The Canada Pension Plan Investment Board reported Friday an $8.5-billion drop in the value of the CPP Fund during the October-December quarter to $108.9 billion, as plummeting stock markets caused an investment loss of 6.7 per cent.This is not the first time the CPP Investment Board loses money on the stock market. Back in 2000-01 they invested in Nortel; the very same company whose shares plummeted from $125 to 69 cents in a little more than 2 years - with predictable consequences for the CPP surplus funds. Too bad that taught them nothing, so they stuck to their stock market gambling.
For the first three quarters of the fiscal year, the CPP Fund's assets shrank by $13.8 billion. A nine-month investment loss of $17.4 billion or 13.7 per cent was partly offset by worker and employer contributions of $3.7 billion.
Instead of playing the stock market, they could have invested the CPP surplus funds in government securities, practically turning Canada's public debt into Canada's retirement savings. That would be far more secure than investing in stocks and at the same time, the interest rate, which is currently paid on public debt (7.5% per annum,) is comparable to the rate of return from a balanced mutual fund.
Had the CPP management used those $120B surplus funds to buy back Federal government bonds, the CPP would have owned ~26% of Canada's public debt. At least $9B of taxpayers money (out of $33B currently spent on interest payments) would have been going to the nation's retirement fund. That revenue, combined with future CPP surpluses, would have allowed us to keep at least $60B of the projected accumulated deficit ($85B over 5 years) as well as about 70% of the extra interest payments in the hands of Canadian taxpayers - in form of future retirement benefits...

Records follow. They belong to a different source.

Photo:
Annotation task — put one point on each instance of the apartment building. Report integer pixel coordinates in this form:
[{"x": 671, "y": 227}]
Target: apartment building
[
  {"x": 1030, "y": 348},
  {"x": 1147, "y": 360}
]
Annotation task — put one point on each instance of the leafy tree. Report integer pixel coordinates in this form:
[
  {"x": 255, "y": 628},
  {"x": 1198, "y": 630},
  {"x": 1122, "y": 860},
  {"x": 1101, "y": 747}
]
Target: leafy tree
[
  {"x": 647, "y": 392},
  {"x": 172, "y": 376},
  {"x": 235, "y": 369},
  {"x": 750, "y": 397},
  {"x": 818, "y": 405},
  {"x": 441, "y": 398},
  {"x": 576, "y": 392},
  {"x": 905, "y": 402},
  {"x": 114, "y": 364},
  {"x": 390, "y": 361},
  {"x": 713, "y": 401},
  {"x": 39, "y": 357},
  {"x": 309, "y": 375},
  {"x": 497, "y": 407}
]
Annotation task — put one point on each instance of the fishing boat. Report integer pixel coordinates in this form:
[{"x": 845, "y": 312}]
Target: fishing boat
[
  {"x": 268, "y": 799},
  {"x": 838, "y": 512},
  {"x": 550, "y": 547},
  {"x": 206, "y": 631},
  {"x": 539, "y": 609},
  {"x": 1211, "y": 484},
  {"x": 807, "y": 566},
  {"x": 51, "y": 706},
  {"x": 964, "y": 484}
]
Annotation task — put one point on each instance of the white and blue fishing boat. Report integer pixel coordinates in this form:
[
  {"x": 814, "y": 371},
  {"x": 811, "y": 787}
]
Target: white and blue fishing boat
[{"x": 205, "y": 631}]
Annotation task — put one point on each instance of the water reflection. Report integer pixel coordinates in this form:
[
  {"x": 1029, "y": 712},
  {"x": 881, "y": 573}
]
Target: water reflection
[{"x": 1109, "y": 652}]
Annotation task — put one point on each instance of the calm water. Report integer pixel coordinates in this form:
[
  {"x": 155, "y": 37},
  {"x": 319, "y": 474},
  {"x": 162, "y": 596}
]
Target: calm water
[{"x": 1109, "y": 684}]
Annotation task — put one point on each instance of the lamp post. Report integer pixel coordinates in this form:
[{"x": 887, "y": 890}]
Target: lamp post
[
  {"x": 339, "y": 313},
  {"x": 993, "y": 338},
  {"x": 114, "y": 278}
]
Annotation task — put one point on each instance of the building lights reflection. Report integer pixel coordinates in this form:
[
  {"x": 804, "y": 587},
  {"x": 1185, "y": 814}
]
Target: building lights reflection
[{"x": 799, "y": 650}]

That however is unlikely to happen. Not only because the CPP Investment Board strategy left us with a $17B loss and a faint hope to get some dividends on the global market; but also because even after having lost money at least twice, they are unwilling to learn from their mistakes:
The fund has 48.7 per cent of its assets in Canada and 51.3 per cent invested globally, and Denison said the foreign proportion will expand in future years.And then Mr. Denison & Co will once again be blaming global economy when yet another "tiger" goes belly up. But why should they worry? If something happens - they'll come crying to the government, asking for billions of taxpayers' dollars in bailouts and foreign aid; the government just couldn't refuse to save the troubled markets from collapse if the lion share of our CPP surplus funds is invested there. So, from their prospective - it's win-win. But what about the taxpayers' prospective?